After an especially interesting “disagreement” between my husband and I, the thought passed through my mind this was not the Prince Charming that I thought I was marrying. I mean the guy that I had dated and said yes to was calm, understanding, and slow to anger. He didn’t fuss at me, he didn’t get frustrated when I had irrational meltdowns and he never would have expressed so curtly my pension for “making mountains out of molehills”.
Immediately it hit me that 1) I probably wasn’t always the damsel he thought he was getting in the beginning either LOL! I mean I totally do make everything an end -of- the- world situation, I call entirely too much when he is at work, I’m horrible in the morning and even after my coffee! I will run my opinion into the ground and break it off just to make sure you “get where I’m coming from”. 2) Did he really sign up to be my prince charming? My Knight in shining armor?
The concept of him being my gallant knight to rescue me was all my doing. He signed up to be my husband. You know, “from this day forward, for better or worse, to have and to hold, sickness and in health” not to save, rescue or even make me whole and me putting that pressure on him and holding him accountable for my expectations is not right or fair.

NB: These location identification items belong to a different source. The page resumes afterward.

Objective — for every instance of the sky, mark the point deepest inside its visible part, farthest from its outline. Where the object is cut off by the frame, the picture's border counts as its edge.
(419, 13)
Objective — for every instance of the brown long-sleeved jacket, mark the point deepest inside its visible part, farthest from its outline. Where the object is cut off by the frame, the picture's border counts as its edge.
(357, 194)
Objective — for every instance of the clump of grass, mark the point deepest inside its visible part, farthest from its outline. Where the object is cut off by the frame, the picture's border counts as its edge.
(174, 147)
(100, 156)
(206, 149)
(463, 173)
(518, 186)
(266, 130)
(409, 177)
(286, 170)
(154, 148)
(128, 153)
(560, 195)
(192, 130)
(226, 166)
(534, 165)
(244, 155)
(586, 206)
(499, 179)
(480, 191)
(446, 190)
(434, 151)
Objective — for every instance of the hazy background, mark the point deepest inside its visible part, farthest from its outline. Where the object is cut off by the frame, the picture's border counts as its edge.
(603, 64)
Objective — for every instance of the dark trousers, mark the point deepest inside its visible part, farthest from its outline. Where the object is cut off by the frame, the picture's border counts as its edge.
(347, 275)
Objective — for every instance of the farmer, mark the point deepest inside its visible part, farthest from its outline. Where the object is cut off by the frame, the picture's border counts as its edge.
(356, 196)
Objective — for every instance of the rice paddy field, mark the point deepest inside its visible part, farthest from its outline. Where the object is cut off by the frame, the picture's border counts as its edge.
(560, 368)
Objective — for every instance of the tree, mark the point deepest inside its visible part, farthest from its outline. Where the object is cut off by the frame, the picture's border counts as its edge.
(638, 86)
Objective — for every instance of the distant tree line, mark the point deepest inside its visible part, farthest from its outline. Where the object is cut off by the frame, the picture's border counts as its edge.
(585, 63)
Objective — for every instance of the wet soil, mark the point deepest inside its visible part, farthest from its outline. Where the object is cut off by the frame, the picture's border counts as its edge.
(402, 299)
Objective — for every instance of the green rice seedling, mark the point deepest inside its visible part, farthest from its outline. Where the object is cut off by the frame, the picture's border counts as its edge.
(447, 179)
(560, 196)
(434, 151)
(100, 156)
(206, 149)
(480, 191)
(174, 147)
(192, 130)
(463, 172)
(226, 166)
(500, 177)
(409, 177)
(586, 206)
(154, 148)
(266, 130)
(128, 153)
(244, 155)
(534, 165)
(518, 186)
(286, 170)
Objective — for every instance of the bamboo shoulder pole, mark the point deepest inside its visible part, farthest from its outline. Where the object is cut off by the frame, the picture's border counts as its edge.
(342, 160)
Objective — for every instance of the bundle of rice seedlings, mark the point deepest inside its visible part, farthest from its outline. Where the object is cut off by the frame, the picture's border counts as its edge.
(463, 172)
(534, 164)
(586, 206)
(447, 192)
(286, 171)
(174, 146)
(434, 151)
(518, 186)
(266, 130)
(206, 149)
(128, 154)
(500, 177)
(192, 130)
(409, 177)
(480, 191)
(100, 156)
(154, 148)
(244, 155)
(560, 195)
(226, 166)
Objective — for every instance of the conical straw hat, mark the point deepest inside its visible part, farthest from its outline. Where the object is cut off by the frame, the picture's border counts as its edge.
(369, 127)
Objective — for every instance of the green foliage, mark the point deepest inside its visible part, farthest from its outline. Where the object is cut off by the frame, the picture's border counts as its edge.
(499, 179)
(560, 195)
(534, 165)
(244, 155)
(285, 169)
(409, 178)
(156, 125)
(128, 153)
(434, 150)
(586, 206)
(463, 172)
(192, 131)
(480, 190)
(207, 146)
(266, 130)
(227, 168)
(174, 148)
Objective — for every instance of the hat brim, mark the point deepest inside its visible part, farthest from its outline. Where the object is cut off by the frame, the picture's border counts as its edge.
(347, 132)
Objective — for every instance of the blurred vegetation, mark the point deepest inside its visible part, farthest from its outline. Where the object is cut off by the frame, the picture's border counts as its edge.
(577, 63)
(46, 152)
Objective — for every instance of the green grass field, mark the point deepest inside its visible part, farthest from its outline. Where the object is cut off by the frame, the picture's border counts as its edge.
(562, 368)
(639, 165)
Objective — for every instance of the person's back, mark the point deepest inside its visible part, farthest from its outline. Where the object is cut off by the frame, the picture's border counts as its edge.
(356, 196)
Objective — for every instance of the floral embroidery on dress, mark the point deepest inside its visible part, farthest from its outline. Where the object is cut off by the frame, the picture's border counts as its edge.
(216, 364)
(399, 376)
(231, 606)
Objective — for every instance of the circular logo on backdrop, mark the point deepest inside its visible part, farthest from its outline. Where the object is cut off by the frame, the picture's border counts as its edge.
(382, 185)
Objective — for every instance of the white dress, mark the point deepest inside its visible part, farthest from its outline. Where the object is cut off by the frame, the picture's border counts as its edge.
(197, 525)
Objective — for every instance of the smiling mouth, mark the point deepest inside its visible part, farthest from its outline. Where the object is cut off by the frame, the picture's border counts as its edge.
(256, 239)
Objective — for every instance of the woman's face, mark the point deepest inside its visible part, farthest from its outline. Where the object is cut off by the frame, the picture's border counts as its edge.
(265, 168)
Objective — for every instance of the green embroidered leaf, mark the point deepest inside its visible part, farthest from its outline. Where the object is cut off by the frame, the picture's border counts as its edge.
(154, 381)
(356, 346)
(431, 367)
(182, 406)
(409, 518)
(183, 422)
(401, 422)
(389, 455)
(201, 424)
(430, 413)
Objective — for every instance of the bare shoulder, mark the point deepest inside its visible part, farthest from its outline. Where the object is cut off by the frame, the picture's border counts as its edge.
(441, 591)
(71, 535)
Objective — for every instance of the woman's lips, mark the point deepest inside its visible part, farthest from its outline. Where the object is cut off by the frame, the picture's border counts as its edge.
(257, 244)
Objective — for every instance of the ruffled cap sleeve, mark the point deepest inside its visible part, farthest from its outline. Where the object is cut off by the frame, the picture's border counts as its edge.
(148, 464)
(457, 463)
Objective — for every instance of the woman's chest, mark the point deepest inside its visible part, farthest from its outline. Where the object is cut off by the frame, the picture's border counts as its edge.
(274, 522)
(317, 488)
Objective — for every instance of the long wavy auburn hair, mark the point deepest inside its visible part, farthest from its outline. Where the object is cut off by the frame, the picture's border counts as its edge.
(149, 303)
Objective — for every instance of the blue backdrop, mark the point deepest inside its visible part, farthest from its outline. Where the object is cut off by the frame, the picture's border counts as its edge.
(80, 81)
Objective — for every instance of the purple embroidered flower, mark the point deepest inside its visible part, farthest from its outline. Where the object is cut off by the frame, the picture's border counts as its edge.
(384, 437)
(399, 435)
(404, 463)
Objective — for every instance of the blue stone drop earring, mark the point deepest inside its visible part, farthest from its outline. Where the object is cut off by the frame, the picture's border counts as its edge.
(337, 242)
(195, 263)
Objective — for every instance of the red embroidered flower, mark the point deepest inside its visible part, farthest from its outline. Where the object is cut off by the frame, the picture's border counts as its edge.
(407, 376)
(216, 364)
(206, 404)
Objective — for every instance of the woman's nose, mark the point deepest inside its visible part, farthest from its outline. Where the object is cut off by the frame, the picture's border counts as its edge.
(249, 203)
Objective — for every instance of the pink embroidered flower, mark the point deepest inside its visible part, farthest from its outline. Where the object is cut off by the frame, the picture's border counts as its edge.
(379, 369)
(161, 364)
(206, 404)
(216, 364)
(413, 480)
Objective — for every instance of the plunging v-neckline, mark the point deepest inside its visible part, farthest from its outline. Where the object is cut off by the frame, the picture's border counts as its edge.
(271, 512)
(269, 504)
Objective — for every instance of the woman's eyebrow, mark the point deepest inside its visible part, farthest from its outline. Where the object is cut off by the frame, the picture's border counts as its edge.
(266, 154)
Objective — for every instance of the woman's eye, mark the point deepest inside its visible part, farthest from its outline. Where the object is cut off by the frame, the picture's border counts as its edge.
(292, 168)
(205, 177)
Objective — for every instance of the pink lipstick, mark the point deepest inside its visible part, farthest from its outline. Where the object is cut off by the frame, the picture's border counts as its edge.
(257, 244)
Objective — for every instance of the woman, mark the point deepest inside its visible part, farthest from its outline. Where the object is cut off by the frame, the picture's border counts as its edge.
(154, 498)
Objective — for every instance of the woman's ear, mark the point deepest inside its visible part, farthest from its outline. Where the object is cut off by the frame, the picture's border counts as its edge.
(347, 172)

The problem is that we are putting godly expectations on our human husbands. The bible says in Isaiah 54:5 (NKJV) “For your Maker is your husband, the Lord of hosts is His name and your Redeemer is the Holy One of Israel”. Our husbands cannot and will not live up to our expectations every single day. Its just not possible. The only one that we should be leaning on with that amount of pressure is our Heavenly Bridegroom. Our Maker who seeks us each day, who gave His life to redeem us, who loves us with such a love that he chose to be “wounded for our transgressions and bruised for our iniquities”. (Isaiah 53:5, NKJV)
What if our husbands weren’t the problem? Wait before you decide I’m crazy, please hear me out! They can be total bears sometimes, they leave their socks on the floor two feet from the hamper, they ask things like “what’s for dinner?” before breakfast is even on the table BUT what if some of those everyday marital issues, those bickering arguments, those spur of the moment, not had enough sleep things we fuss about are less about them and more about our focus?
What if we could shut them down? What if we could take responsibility for not even letting an argument get started because we choose to honor our Heavenly Father but respecting the man that He gives the calling to honor us and treat us with understanding. (1 Peter 3:5, NLT) We should focus on Christ and chose grace. And trust me I know, it takes A LOT of pride swallowing to even consider this, much less live it out. You have heard the phrase “throw kindness like confetti”, I think we as wives, as mothers, as women should change it to “throw grace like confetti”.
We chose grace not because of the grace shown to us by others, but because of the grace shown to us by Christ. He has given us eternal comfort by grace, (2 Thessalonians 2:16, NLT) which means that we don’t NEED to win that argument we don’t NEED to make that last point we don’t NEED to bring “it” backup because Christ comforts us.
So together let’s make the decision to do as we are commanded in 2 Peter 3:18 (NLT) “grow in the grace and knowledge of our Lord and Savior Jesus Christ”. Let’s clothe ourselves in strength and dignity and speak with wise words just as the Proverbs 31 women shows us (vs 25,25 NLT). I will be praying for you, that God will pour into your heart the practical ways for you to pour grace into your marriage and over your husband. Not because of something he did but because of what Christ did for us when we didn’t deserve it.